I dipendenti raccontano, inoltre, di aver tentato più volte un confronto diretto con il direttore della Sieco, Giuseppe Panza ed il direttore del cantiere, Francesco Biccardi, senza successo:
in un primo episodio, il direttore della Sieco avrebbe interrotto l’incontro senza fornire risposte e dando un nuovo appuntamento ai lavoratori;
Nel giorno dell’appuntamento concordato, invece, entrambi i direttori non si sarebbero presentati, mentre i lavoratori avrebbero trovato sul posto la presenza della Squadra Mobile, composta da 20 poliziotti.
Da qui la decisione di rivolgersi direttamente ai Commissari Prefettizi, ai quali è stato consegnato un quadro dettagliato delle criticità. Tra queste, emerge la presunta carenza di organico: secondo i lavoratori, il capitolato d’appalto prevederebbe circa 180 unità, mentre attualmente ne sarebbero impiegate circa 150, con una mancanza stimata di almeno 30 lavoratori rispetto al fabbisogno reale.
Non solo. I dipendenti segnalano anche condizioni contrattuali che definiscono penalizzanti: buoni pasto pari a un euro al giorno e contratti part-time che, nei fatti, si tradurrebbero in un impegno lavorativo a tempo pieno. A ciò si aggiunge la rivendicazione del diritto di precedenza nelle eventuali nuove assunzioni, che – secondo quanto riferito – non sarebbe stato rispettato.
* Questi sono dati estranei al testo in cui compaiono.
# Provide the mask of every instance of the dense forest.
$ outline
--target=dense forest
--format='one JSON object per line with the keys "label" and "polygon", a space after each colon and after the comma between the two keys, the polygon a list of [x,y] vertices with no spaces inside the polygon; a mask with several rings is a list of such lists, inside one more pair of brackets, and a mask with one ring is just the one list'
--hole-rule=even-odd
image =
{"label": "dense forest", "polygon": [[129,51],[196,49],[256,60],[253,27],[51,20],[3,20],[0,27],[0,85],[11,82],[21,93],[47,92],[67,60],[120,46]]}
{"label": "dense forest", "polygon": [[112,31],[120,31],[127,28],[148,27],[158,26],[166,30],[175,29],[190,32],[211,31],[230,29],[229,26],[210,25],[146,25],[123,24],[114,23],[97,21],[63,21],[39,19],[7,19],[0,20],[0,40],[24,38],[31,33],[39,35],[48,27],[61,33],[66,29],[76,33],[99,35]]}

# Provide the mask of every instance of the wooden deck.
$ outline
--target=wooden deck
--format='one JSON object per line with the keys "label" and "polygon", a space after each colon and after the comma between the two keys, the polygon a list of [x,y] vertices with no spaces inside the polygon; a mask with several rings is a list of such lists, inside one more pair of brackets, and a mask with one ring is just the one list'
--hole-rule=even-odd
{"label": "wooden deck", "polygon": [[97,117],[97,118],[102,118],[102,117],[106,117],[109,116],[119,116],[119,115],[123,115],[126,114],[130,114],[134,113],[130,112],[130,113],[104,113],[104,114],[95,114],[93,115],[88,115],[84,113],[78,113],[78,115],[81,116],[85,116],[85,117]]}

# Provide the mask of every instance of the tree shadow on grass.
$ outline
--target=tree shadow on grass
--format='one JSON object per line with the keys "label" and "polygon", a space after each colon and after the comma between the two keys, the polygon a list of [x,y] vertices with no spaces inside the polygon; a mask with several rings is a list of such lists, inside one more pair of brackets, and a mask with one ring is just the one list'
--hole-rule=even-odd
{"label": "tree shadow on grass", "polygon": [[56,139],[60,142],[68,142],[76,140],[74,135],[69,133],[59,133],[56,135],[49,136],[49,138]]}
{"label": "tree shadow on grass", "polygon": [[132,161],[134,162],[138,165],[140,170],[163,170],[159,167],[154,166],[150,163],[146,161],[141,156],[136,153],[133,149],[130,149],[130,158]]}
Al termine dell’incontro, i Commissari Prefettizi hanno rassicurato i presenti, impegnandosi ad approfondire la vicenda. In particolare, hanno annunciato che convocheranno in prima battuta i vertici della Sieco e, successivamente, anche il Prefetto di Caserta, la dott.ssa Lucia Volpe, per poi riconvocare i lavoratori e fornire chiarimenti alla luce degli elementi raccolti.
Nel frattempo, i dipendenti restano in attesa di risposte, mentre la vertenza continua a tenere alta l’attenzione sulla gestione del servizio di raccolta rifiuti e sulle condizioni di chi ogni giorno lo garantisce sul territorio.